The gap closes gradually over a series of lunches and dinners. “We shifted gears and focused on getting to know who they are,” Jagpal recalls. Chatting about their jobs, their families, and their personal goals, the individuals begin to feel like friends. In time, the Japanese executives start answering questions about the business.
Those executives have a cultural gap to cross as well.
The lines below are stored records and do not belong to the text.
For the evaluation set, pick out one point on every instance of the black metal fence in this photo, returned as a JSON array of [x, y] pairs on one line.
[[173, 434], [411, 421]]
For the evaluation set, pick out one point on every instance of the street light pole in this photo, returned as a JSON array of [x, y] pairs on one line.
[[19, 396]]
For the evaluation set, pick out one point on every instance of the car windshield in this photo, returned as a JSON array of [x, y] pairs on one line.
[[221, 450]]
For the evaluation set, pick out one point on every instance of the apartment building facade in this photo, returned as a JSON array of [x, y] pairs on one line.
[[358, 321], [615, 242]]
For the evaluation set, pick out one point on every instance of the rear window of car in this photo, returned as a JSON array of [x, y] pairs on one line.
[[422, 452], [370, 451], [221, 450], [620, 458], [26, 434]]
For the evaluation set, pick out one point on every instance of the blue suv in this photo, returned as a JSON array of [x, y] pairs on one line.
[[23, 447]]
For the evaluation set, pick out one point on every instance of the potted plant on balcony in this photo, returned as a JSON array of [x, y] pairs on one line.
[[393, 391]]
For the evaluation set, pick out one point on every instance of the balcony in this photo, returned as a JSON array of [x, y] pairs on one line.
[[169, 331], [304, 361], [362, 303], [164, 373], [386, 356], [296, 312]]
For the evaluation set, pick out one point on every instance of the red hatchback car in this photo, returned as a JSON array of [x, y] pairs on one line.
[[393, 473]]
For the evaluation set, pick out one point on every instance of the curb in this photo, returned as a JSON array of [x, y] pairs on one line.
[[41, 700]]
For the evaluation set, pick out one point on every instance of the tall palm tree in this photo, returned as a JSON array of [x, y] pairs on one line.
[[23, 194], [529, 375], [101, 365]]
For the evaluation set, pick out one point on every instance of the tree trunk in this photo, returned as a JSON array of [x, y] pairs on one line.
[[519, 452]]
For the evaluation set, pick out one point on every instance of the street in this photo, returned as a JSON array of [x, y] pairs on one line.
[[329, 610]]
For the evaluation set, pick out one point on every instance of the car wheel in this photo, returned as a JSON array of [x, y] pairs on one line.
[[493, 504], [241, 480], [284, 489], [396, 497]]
They have been trying to market their product in British Columbia exactly as they do in Japan, and that strategy isn’t working, Cochran says.
Before meeting the Vancouver team, for instance, they don’t know that there’s little demand for air conditioning in British Columbia. That makes it hard to sell a high-priced system that cools as well as heats. Nor do the executives realize how skeptical Canadians can be about claims that a product is energy efficient. “You have to be certified, and you have to have all the scientific data to back you up,” Cochran says.
Moving Ahead, Staying Connected
The team’s report on the Global Business Project, due on January 17, 2011, is its last deliverable. As members look forward their graduation ceremony in May, they also move forward in their careers.Cochran is tackling a new assignment at B.C. Hydro, leading a task force in a massive project to transform safety across the company. Lee has left Chevron to become manager of sourcing and procurement in Accenture’s management consulting practice, where an early assignment takes her to Calgary and Oklahoma for several months.
Papin digs further into her job at Videotron, rallying a previously demoralized team that oversees staff at the company’s 17 customer-call centers. She also gives birth to a daughter in December. Atwal enters a program to become the Canadian equivalent of a Certified Public Accountant, with an eye toward pursuing new opportunities. Jagpal collaborates on efforts to forge a new strategic direction for QLT.
Looking back on what they’ve gained from CQEMBA, members of the Vancouver team mention some benefits that any rigorous EMBA program might provide. They’ve learned business skills outside their specialties and learned to better organize their time. They’ve become fluent in the “languages” of different disciplines, helping them to contribute to their firms at a higher level.
But some of their greatest gains are unique to the CQEMBA program. For Papin, one big plus has been the chance to learn from a diverse collection of fellow students who conduct business projects all over the world. “I got to understand how business is done in the ’States and in Asia,” she says. “Some people have had the chance to work in Europe.”
Canadian students who want to work in the U.S. gain the chance to apply for a work visa here as soon as they complete the program, or whenever a potential job arises, Jagpal points out. “I know I have the opportunity to tap into a bigger market.”
The advantage that team members point out most often, though, is the network they have gained.
“One of the most significant benefits of this program is the cross-pollination between the Canadian students and the U.S. students,” Atwal says. Former classmates from many different industries and geographies are happy to share advice on business issues.
“I made some great friends who will last me a lifetime,” says Jagpal. “I’ve already been tapping into that network.”
The reach of that network stretches well beyond the members of the Class of 2011. While working on her new initiative at B.C. Hydro, for example, Cochran has several times reached out to former professors for guidance and professional contacts. “You can pretty well go to any of the professors, and they’ll know someone who knows someone who knows someone,” she says.
Such benefits are priceless, Atwal observes. “I don’t think there’s any other program out there that can provide the networking opportunities that this program has provided us.”
GREAT profile of the team and description of the program Merrill! A flood of memories just came rushing back! Best wishes to the Vancouver 2012 team!